327
votes

Let's suppose I wanted a sort function that returns a sorted copy of the inputted array. I naively tried this

function sort(arr) {
  return arr.sort();
}

and I tested it with this, which shows that my sort method is mutating the array.

var a = [2,3,7,5,3,7,1,3,4];
sort(a);
alert(a);  //alerts "1,2,3,3,3,4,5,7,7"

I also tried this approach

function sort(arr) {
  return Array.prototype.sort(arr);
}

but it doesn't work at all.

Is there a straightforward way around this, prefereably a way that doesn't require hand-rolling my own sorting algorithm or copying every element of the array into a new one?

6
create a deep copy of the array and sort it instead. - evanmcdonnal
@evanmcdonnal A shallow copy might be good enough if all is wanted is a reordering and not a duplicate of every item in the array. - Kekoa
.sort requires the this value to be the array, so for the last snippet to work you would do .sort.call(arr) (though it doesn't solve your problem). - pimvdb
@Kekoa Yeah that's a good point.
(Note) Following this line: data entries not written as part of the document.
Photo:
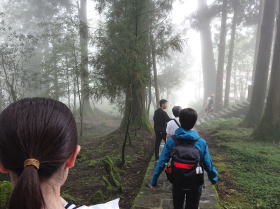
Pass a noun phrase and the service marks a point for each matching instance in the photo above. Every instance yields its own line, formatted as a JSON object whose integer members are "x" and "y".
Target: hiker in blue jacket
{"x": 188, "y": 118}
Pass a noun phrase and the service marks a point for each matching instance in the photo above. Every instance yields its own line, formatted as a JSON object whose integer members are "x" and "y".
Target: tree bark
{"x": 86, "y": 108}
{"x": 221, "y": 59}
{"x": 262, "y": 67}
{"x": 269, "y": 128}
{"x": 230, "y": 55}
{"x": 207, "y": 54}
{"x": 155, "y": 70}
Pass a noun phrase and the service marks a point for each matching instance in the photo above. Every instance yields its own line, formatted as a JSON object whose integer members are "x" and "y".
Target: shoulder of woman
{"x": 114, "y": 204}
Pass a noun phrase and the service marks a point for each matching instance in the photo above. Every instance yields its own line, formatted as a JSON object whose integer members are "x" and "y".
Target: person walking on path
{"x": 160, "y": 120}
{"x": 173, "y": 124}
{"x": 188, "y": 156}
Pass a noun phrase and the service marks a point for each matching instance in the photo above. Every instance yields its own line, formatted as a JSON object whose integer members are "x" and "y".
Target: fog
{"x": 117, "y": 63}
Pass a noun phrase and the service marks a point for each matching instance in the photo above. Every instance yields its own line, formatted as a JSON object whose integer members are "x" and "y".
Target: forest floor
{"x": 98, "y": 176}
{"x": 249, "y": 169}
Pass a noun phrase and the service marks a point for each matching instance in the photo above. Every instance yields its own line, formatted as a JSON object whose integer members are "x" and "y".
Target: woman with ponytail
{"x": 38, "y": 146}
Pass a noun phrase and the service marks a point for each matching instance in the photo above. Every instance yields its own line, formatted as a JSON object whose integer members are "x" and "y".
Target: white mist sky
{"x": 191, "y": 88}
There is no need to consume more memory if you're only going to change the order of the elements and not the elements themselves. - evanmcdonnal
zzzzBov's method is working like a charm! stackoverflow.com/a/9592774/7011860 - Samet M.

6 Answers

296
votes

You need to copy the array before you sort it. One way with es6:

const sorted = [...arr].sort();

the spread-syntax as array literal (copied from mdn):

var arr = [1, 2, 3];
var arr2 = [...arr]; // like arr.slice()

https://developer.mozilla.org/en-US/docs/Web/JavaScript/Reference/Operators/Spread_operator

244
votes

Just copy the array. There are many ways to do that:

function sort(arr) {
  return arr.concat().sort();
}

// Or:
return Array.prototype.slice.call(arr).sort(); // For array-like objects
75
votes

Try the following

function sortCopy(arr) { 
  return arr.slice(0).sort();
}

The slice(0) expression creates a copy of the array starting at element 0.

43
votes

You can use slice with no arguments to copy an array:

var foo,
    bar;
foo = [3,1,2];
bar = foo.slice().sort();
17
votes

You can also do this

d = [20, 30, 10]
e = Array.from(d)
e.sort()

This way d will not get mutated.

function sorted(arr) {
  temp = Array.from(arr)
  return temp.sort()
}

//Use it like this
x = [20, 10, 100]
console.log(sorted(x))
3
votes

Anyone who wants to do a deep copy (e.g. if your array contains objects) can use:

let arrCopy = JSON.parse(JSON.stringify(arr))

Then you can sort arrCopy without changing arr.

arrCopy.sort((obj1, obj2) => obj1.id > obj2.id)

Please note: this can be slow for very large arrays.